Recientemente, ha circulado en redes sociales un contenido que afirma erróneamente que la Corte Suprema de Estados Unidos ha dictaminado que el daño causado por las vacunas de ARN mensajero es irreversible. Esta afirmación, atribuida al abogado antivacunas Robert F. Kennedy Jr., no tiene respaldo en la realidad. Tras una exhaustiva búsqueda en el archivo de dictámenes de la Corte Suprema, se ha encontrado que no existe ningún indicio de un fallo relacionado con este supuesto daño. De hecho, el mismo Kennedy ha desmentido las citas que se le atribuyen en este contexto, confirmando que son inventadas.
El bulo se difundió inicialmente a través de un blog en alemán que, al ser analizado, resultó ser inexistente, aunque el contenido se había salvado en una página de archivo. El artículo original afirmaba de manera incorrecta que la Corte Suprema había confirmado que las terapias génicas del ARNm son irreparables, además de amenazar con penas de prisión de hasta diez años para aquellos que no lo creyeran.

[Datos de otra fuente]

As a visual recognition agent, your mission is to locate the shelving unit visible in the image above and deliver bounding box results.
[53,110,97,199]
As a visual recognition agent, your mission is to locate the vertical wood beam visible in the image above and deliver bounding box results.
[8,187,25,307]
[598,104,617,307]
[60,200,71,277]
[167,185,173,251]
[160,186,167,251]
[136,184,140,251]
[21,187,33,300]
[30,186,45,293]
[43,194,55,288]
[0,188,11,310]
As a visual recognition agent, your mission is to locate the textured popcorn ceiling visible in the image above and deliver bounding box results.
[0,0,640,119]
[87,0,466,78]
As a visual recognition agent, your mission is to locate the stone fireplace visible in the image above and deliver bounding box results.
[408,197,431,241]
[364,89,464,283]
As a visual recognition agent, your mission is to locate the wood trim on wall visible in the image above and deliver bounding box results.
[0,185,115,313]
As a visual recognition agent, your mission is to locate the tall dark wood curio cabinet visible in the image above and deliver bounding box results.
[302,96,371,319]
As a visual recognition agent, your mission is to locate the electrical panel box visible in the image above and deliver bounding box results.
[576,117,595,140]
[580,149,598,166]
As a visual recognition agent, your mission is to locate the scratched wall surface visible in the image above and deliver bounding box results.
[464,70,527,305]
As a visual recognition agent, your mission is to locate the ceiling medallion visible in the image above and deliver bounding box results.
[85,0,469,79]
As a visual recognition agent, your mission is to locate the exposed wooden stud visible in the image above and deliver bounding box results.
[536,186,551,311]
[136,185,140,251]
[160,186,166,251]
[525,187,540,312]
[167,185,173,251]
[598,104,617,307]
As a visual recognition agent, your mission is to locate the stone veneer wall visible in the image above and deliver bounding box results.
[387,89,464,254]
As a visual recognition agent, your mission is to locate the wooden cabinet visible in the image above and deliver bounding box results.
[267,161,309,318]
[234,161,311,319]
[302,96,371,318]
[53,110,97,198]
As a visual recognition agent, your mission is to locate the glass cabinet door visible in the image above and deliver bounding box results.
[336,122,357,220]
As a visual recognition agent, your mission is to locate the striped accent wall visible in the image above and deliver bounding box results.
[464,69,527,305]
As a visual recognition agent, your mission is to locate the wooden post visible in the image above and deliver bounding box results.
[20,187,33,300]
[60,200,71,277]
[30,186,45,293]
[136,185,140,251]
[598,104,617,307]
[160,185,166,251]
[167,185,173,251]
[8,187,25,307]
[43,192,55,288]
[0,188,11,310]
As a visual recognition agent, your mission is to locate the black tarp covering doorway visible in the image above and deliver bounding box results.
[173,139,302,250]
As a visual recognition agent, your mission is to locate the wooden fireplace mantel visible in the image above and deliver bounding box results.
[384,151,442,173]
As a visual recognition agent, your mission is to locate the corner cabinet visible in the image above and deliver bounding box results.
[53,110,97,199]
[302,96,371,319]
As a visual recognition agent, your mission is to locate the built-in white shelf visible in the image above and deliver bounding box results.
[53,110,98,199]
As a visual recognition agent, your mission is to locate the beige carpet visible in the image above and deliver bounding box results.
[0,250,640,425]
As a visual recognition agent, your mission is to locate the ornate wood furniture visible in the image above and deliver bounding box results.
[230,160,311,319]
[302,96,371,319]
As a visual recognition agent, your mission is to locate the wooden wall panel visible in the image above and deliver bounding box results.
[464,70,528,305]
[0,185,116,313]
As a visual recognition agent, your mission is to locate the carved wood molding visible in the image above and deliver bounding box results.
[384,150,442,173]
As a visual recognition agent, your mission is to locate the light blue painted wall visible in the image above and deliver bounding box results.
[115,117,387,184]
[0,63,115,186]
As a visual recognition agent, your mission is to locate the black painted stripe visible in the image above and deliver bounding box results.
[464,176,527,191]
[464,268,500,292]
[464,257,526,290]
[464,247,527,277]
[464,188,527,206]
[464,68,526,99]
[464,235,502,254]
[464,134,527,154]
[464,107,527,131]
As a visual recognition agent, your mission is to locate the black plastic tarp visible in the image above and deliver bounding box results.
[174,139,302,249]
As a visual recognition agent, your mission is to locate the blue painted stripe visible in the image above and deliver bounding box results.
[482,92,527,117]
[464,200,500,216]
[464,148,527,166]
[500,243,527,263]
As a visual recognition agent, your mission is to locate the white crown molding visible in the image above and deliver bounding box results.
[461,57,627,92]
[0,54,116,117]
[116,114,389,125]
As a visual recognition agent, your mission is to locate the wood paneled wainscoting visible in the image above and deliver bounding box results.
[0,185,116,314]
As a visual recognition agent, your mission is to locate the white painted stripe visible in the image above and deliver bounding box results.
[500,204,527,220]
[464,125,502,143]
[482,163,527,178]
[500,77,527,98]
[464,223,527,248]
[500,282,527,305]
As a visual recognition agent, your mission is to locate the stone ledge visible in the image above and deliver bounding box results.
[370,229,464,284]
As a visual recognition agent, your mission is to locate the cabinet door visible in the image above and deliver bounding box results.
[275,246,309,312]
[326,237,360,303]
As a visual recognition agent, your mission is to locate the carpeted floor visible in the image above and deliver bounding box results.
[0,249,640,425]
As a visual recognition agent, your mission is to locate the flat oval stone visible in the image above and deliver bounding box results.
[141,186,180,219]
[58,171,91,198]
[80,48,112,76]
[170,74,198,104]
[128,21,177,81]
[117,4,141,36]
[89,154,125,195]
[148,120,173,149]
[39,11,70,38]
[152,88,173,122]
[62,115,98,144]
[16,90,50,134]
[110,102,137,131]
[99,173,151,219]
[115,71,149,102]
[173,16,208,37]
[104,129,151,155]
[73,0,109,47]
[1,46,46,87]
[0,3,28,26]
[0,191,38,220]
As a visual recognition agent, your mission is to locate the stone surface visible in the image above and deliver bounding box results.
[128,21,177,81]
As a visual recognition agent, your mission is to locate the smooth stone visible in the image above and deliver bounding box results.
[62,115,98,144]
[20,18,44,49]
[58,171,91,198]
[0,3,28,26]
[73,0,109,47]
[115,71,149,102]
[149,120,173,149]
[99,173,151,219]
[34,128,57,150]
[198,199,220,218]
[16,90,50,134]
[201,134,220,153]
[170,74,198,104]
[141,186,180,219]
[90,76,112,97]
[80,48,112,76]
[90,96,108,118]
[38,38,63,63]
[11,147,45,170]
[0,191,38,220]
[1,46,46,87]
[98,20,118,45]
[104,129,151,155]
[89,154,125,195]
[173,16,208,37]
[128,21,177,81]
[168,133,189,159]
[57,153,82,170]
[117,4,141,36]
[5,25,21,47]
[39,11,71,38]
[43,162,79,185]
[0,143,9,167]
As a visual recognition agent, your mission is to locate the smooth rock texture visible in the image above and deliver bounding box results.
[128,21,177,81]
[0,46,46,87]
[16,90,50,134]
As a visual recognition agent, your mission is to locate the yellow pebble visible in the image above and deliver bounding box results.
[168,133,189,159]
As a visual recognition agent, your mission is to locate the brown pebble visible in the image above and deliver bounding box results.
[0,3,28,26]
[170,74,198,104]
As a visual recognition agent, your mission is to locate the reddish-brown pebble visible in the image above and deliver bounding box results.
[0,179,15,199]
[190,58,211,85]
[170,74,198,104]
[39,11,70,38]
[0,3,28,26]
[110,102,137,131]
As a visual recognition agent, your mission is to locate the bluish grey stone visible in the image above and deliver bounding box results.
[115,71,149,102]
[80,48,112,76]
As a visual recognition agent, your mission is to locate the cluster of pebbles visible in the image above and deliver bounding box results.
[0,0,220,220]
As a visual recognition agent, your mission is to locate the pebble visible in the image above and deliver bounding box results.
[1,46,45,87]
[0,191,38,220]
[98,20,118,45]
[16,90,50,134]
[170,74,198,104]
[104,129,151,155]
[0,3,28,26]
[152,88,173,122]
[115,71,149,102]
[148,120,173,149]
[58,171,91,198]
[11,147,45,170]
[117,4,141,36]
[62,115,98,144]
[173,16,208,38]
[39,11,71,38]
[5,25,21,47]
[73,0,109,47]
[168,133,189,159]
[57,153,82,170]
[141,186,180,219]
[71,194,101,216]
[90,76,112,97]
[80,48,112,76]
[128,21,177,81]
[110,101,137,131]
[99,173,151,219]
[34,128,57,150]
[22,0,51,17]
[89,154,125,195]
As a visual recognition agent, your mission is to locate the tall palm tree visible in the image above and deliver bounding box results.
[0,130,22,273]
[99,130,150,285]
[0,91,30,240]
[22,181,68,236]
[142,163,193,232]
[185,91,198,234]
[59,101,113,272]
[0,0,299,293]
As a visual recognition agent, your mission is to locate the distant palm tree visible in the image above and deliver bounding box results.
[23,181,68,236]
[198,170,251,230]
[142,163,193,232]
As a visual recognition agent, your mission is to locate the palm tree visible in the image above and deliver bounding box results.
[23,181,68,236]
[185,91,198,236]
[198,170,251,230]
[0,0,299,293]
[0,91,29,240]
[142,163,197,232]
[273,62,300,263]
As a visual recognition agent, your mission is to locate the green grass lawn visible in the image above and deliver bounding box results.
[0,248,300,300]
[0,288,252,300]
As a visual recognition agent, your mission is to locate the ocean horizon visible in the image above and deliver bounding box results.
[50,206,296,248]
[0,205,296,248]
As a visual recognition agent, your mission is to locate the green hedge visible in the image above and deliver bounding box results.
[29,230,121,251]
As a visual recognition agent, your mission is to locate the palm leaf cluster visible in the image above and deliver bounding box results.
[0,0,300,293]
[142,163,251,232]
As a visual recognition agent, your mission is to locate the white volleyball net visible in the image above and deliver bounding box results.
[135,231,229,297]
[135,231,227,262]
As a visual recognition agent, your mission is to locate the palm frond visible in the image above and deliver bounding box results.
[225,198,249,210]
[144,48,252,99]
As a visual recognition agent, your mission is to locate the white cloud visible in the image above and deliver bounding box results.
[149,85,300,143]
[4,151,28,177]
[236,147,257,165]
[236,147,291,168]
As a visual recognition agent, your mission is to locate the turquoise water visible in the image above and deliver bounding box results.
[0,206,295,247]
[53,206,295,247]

Este tipo de desinformación busca generar un temor infundado sobre las vacunas y estimular una respuesta negativa hacia la ciencia y la medicina.
Es crucial comprender que las afirmaciones sobre las vacunas de ARN mensajero que sugieren que causan daño genético irreversible son simplemente falsas. Este tipo de vacunas funcionan proporcionando instrucciones a nuestras células para que produzcan el antígeno necesario para combatir el virus. Su mecanismo de acción se diferencia del de las vacunas tradicionales, y numerosas investigaciones avalan su seguridad y eficacia. Por lo tanto, no hay motivos válidos que sostengan la idea de que estas vacunas alteran nuestro material genético de manera perjudicial.
El tema de la desinformación sobre las vacunas no es nuevo. Anteriormente, en 2020, ya se habían desmentido afirmaciones similares respecto al potencial de las vacunas de ARN mensajero. La contribución de figuras como Robert F. Kennedy Jr. al movimiento antivacunas ha exacerbado la confusión pública, alimentando temores infundados y contribuyendo a una mayor resistencia a la vacunación. La ciencia ha sido clara en este asunto, y es vital continuar promoviendo la información veraz para contrarrestar la narrativa errónea que se propaga.
Finalmente, es imprescindibles que los consumidores de información sean escépticos ante afirmaciones extraordinarias, especialmente cuando provienen de fuentes no verificadas. Instituciones y investigadores continúan trabajando arduamente para proporcionar datos precisos sobre la seguridad de las vacunas. La desinformación solo atenta contra los esfuerzos que se han implementado para combatir enfermedades y mejorar la salud pública. Mantenerse informado y empoderado es clave en esta lucha contra la desinformación y a favor de la salud global.